Further, in the above case, the diode-connected transistor is formed on the substrate, but the present invention is not limited to this, and a pair of diodes and a pair of Zener diodes are closely formed on the substrate and characteristics of breakdown voltage Vz and rising voltage V _BE. May be configured to match.

This pair Zener diode can be applied not only to an isolator but also to a precise protection circuit for positive and negative voltage sources.

<Effects of Device> As described above in detail with reference to the embodiments, according to the present invention, a pair of diodes and a pair of Zener diodes are symmetrically arranged in a cross arrangement and two from each pair. Each series circuit was taken out and connected in series to form each series circuit, and these were connected in parallel symmetrically, so even if there is a temperature gradient on the substrate, it is not affected, and each series circuit always includes a Zener diode. Since the configuration is employed, a paired Zener diode capable of performing temperature-compensated isolation up to a voltage higher than the rising voltage of the diode can be realized.

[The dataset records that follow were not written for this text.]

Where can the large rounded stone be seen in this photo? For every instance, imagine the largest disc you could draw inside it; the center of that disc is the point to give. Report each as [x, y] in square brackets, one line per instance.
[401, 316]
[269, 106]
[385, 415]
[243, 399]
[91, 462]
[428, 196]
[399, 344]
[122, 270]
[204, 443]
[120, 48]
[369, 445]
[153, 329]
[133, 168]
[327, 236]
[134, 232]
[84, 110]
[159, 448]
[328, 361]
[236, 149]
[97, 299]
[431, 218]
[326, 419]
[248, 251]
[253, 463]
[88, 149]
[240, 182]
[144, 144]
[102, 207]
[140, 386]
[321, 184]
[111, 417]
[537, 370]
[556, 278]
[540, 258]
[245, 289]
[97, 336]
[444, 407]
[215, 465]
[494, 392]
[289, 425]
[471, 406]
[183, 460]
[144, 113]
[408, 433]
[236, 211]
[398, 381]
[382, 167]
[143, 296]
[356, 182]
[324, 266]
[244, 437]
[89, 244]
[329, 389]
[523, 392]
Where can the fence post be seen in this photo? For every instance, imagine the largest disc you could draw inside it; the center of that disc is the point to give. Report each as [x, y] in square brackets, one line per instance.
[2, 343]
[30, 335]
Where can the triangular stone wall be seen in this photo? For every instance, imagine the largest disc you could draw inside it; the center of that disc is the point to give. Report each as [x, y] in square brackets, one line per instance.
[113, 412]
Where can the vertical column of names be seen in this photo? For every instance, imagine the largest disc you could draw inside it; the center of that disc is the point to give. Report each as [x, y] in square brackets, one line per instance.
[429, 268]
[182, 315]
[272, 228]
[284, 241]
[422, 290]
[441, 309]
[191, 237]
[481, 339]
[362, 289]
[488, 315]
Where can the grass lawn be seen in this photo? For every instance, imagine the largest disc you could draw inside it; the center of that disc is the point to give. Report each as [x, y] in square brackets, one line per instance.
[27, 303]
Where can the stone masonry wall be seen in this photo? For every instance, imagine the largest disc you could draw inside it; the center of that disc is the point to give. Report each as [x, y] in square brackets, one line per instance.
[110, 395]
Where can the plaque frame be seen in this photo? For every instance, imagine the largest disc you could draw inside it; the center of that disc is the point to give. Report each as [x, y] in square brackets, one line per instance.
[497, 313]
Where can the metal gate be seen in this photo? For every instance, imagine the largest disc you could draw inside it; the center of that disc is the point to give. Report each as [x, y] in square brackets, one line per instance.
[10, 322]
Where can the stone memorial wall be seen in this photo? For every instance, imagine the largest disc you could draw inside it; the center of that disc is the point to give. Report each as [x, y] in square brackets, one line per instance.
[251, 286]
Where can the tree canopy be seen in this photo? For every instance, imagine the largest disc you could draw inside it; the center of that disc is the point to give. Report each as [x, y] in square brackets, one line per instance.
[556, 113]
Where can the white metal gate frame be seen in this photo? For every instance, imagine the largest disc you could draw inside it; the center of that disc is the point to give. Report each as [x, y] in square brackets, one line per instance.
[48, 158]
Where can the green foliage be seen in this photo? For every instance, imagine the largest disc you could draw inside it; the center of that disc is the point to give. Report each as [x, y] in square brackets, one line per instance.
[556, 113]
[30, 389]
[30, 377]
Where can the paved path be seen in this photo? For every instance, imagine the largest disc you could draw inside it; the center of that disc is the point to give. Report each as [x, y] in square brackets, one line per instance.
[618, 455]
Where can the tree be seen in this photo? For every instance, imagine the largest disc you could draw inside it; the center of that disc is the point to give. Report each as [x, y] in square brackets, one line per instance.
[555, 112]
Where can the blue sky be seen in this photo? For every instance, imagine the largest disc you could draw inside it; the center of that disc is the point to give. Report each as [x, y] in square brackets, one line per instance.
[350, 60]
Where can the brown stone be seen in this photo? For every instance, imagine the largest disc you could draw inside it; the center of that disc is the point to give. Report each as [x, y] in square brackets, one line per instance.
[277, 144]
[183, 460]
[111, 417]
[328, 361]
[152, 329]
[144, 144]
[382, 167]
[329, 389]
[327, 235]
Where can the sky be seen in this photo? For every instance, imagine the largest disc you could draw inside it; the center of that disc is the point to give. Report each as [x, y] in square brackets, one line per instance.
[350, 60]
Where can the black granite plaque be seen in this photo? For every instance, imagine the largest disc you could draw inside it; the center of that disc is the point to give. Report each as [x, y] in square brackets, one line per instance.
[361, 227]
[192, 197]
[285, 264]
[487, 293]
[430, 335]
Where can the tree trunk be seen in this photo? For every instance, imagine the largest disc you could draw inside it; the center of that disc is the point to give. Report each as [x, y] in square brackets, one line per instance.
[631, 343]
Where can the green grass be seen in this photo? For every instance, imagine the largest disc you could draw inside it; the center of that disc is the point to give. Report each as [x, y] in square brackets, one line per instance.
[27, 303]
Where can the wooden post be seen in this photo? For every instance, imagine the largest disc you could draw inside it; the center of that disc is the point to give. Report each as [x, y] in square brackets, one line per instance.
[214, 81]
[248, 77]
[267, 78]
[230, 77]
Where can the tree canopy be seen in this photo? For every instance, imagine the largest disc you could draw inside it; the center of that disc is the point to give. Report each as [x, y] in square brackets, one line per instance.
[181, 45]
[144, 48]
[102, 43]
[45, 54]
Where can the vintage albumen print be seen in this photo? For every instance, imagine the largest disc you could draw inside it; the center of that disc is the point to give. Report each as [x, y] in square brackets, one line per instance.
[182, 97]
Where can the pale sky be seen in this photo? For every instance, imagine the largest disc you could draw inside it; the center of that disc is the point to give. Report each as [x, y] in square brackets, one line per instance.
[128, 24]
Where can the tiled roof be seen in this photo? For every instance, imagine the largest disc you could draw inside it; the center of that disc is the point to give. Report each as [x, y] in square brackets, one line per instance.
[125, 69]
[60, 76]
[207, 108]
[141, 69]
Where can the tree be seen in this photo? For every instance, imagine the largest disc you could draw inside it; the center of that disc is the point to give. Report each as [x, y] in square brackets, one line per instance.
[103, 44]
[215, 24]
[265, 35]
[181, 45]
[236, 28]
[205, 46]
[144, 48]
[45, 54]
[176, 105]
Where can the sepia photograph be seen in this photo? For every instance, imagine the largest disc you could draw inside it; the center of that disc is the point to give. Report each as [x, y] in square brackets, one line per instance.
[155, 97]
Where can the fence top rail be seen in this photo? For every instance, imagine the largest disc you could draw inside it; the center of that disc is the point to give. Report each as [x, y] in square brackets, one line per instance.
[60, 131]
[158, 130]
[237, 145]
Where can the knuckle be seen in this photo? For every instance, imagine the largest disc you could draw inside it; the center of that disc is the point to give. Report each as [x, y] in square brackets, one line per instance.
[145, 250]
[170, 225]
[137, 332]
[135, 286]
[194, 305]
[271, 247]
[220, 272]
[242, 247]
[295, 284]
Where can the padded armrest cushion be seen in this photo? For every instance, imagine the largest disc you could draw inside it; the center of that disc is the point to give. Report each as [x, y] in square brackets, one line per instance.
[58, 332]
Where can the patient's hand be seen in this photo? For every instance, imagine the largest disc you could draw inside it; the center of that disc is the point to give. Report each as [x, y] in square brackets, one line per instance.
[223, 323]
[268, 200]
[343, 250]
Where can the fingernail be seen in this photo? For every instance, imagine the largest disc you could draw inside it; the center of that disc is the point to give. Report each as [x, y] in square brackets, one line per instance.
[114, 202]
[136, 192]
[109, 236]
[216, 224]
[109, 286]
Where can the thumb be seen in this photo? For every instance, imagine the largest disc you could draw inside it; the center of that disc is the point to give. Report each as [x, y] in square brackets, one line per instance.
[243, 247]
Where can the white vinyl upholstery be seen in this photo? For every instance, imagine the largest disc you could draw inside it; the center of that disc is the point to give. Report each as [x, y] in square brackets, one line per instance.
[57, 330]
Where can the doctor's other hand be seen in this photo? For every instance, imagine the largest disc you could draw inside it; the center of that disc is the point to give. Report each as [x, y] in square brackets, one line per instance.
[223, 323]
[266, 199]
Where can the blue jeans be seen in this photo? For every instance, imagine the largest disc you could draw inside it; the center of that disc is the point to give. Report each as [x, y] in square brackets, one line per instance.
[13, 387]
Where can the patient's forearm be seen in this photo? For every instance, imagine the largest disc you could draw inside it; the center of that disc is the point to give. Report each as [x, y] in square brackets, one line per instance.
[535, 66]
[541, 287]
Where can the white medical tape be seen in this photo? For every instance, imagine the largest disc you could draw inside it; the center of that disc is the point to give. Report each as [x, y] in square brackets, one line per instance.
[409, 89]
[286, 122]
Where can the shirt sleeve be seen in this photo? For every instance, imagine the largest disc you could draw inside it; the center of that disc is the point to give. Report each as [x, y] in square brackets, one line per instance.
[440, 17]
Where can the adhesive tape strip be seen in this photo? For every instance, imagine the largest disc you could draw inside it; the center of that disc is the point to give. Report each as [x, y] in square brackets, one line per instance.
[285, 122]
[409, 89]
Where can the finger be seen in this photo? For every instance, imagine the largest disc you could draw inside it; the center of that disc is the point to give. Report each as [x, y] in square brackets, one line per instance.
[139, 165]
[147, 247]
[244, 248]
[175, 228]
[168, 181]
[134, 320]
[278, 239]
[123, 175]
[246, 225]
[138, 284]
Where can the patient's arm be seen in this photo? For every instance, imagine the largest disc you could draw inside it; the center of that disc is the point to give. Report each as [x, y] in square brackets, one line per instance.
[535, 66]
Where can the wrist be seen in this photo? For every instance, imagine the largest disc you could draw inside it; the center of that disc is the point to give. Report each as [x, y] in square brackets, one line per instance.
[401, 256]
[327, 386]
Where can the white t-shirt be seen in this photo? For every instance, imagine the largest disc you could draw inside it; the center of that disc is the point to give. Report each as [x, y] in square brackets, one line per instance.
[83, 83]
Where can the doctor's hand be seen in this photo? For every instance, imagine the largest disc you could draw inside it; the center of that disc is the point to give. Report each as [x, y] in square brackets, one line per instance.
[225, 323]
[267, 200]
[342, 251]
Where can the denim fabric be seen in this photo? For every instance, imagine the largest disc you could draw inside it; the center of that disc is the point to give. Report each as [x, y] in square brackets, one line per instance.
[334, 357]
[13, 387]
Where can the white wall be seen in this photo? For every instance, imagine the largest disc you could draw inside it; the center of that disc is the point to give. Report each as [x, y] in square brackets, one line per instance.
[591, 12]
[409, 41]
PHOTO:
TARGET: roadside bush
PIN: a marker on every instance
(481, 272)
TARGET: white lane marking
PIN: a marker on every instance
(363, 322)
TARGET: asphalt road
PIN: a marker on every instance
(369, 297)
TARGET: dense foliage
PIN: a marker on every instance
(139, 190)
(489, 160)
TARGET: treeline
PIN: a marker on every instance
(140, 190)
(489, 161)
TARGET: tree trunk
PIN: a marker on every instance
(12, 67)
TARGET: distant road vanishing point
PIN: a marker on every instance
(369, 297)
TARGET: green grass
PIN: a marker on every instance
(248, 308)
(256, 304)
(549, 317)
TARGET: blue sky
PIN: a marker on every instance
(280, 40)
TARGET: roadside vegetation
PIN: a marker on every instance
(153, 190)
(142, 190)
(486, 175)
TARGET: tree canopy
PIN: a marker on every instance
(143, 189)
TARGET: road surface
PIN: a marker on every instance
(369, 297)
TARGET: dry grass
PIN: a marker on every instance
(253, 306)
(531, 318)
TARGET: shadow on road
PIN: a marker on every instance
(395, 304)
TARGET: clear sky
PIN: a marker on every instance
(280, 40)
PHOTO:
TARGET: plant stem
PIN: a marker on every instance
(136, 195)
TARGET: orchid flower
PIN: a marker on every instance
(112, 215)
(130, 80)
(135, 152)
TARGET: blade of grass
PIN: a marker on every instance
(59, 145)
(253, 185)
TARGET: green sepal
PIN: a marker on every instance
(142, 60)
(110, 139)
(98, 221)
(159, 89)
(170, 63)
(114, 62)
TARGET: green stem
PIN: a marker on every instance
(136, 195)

[Brief description of drawings]

FIG. 1 is a block diagram showing the construction of one embodiment of the present invention, FIG. 2 is a partial sectional view of the embodiment shown in FIG. 1, and FIG. 3 is a circuit connection of the embodiment shown in FIG. Equivalent circuit, FIG. 4 shows the first
FIG. 5 is a circuit diagram for explaining the operation of the embodiment shown in FIG.
FIG. 6 is a characteristic diagram for explaining the operation of the circuit shown in FIG. 6, FIG. 6 is a circuit diagram showing a configuration of a conventional isolator, FIG. 7 is a characteristic diagram showing a configuration of a parallel diode, and FIG. 8 is a circuit diagram of the circuit shown in FIG. An equivalent circuit diagram and FIG. 9 are explanatory diagrams of the operation. 30 ... Substrate, 31-34 ... Rectangular area, 31T-34T ...
Transistors, 35, 36, 38, 39, 40, 42,
43, 44 ... Aluminum wiring, 37, 41 ... Terminals, 45-4
8 ... Series circuit

Claims (1)

[Scope of utility model registration request] 1. A diode which is formed on a substrate and has the same voltage / current characteristics is arranged in proximity to each other so as to be center-symmetrical, and first and second terminals are provided. Of the two sets of diodes located diagonally to each other as a first series circuit between the terminals, each set of diodes arranged on one side with respect to the line connecting the first and second terminals is connected in series in opposite directions. Wiring, and further, as a second series circuit, each pair of diodes arranged on the other side so as to have the same connection as the first series circuit are serially wired in opposite directions and connected in parallel to the first series circuit. A pair Zener diode is characterized in that the series wirings are arranged symmetrically with respect to the first and second terminals so that the voltage / current characteristics in both forward and reverse directions are symmetrical.